Journal editorial pages have become one of the world’s most important centers for discussion and debate of public policy issues, particularly policies that have a bearing on the economic health of important nation-states, America foremost among them. Monetary, fiscal, regulatory, income transfer and national security issues are debated daily. Critiques of the decisions of public officials and legislators uphold the responsibility that was thrust on the fourth estate by America’s founders when they enshrined press freedom in the First Amendment of the Constitution. Increasingly, policy makers themselves, not least the president, ask for space in the Journal’s letters or opinion columns to explain themselves or promote ideas. Journal readers, a large cohort of whom are themselves policy makers, get a lot of thoughtful argumentation and analysis for their money.
At the center of the Journal’s forum for debate is the Review & Outlook column, written by members of the Journal’s editorial board and edited by Paul Gigot, editor of the opinion pages. Paul and his fellow writers carry on a tradition dating back almost to the founding of The Wall Street Journal in 1889. Charles Dow, the cofounder of the Journal, created Review & Outlook primarily to present his views on stock market developments. But late in his career, he broadened his field of interest. Thomas Woodlock, one of the early editors, once wrote that the first of what could be reasonably called an “editorial” was written by Dow in 1902, just months before he died, a defense of the right of labor unions to bargain freely with employers for contracts setting levels of compensation and terms of employment. He stipulated, however, that if unions entered into contracts, they must abide by them because contracts are sacrosanct.

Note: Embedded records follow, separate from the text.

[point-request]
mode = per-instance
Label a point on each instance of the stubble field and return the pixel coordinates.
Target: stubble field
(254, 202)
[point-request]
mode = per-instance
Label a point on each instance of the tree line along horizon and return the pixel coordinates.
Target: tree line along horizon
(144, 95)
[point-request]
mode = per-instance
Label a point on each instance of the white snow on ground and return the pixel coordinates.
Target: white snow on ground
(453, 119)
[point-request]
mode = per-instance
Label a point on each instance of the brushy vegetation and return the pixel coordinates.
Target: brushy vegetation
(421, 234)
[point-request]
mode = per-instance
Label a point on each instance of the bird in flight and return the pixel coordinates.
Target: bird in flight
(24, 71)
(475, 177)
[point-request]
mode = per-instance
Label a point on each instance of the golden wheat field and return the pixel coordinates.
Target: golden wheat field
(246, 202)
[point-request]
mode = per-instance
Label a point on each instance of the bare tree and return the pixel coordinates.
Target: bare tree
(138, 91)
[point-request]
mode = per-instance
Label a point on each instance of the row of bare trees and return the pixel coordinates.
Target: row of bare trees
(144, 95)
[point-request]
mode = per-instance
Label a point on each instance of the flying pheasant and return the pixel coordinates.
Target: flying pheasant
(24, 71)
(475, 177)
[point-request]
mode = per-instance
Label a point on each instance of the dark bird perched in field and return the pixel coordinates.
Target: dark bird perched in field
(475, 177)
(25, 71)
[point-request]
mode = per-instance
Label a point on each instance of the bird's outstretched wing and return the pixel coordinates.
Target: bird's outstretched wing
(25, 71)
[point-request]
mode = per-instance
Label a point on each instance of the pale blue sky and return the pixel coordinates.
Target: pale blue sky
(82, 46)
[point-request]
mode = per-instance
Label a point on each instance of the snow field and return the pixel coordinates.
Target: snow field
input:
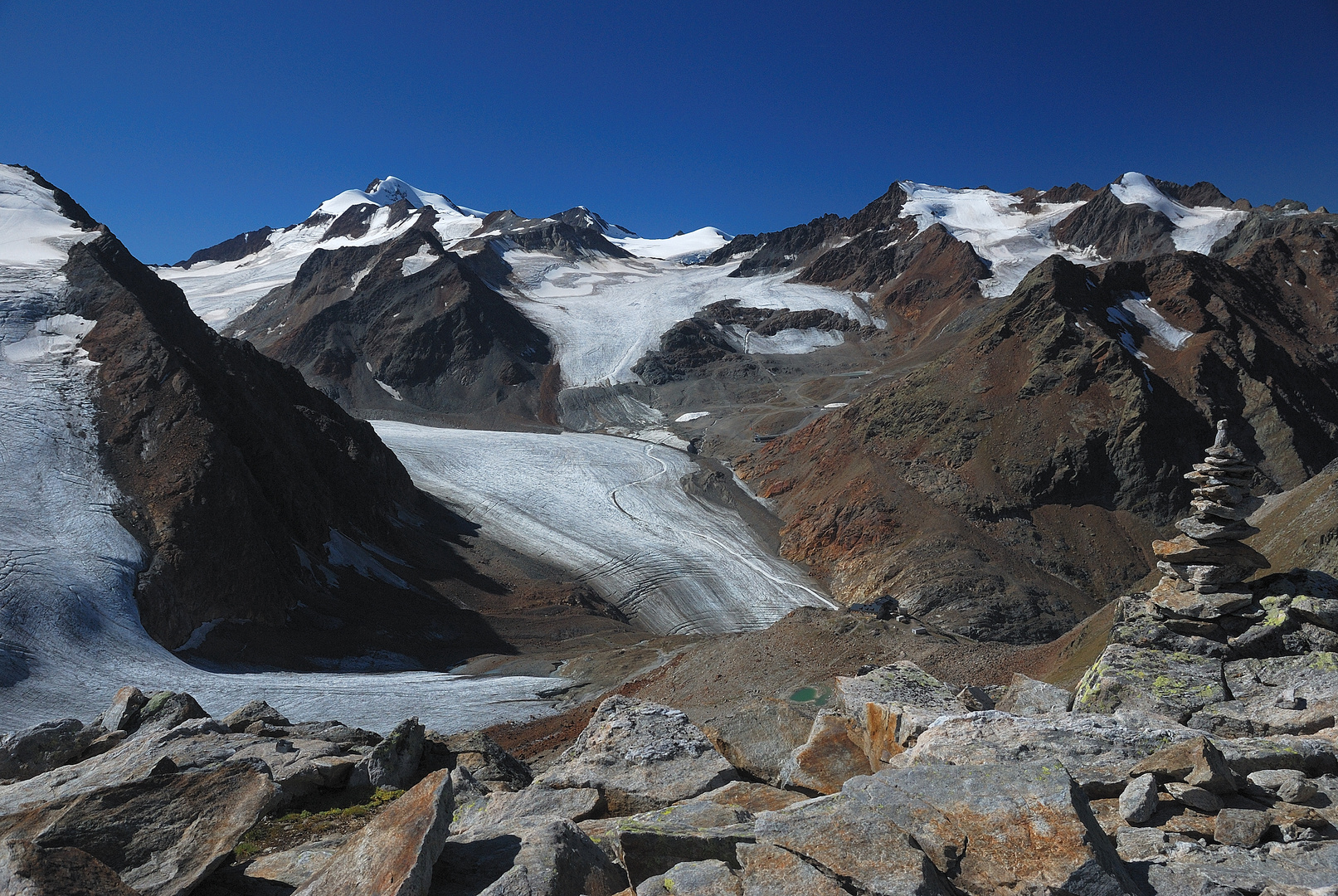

Thus began the Journal’s daily commentary on the often dramatic news events of a century unlike any that had gone before in the rapidity of technological advancement, sharp gains in living standards for the masses, and human destruction by war on a scale never before seen or imagined. Amazingly, the liberal (in the 19th-century sense) attitudes of the founding intellectual, Charles Dow, have continued to guide that commentary up to the present day. These views were summed up by a latter-day Journal editor in four words, “free people, free markets.” Amazingly also, those words are today controversial, assailed by a sizable crowd of intellectuals and politicians who, despite American accomplishments, doubt the efficacy of market capitalism. This book is a history detailing the turmoil that free-market capitalism and its Journal editorial page defenders have survived down through the ages.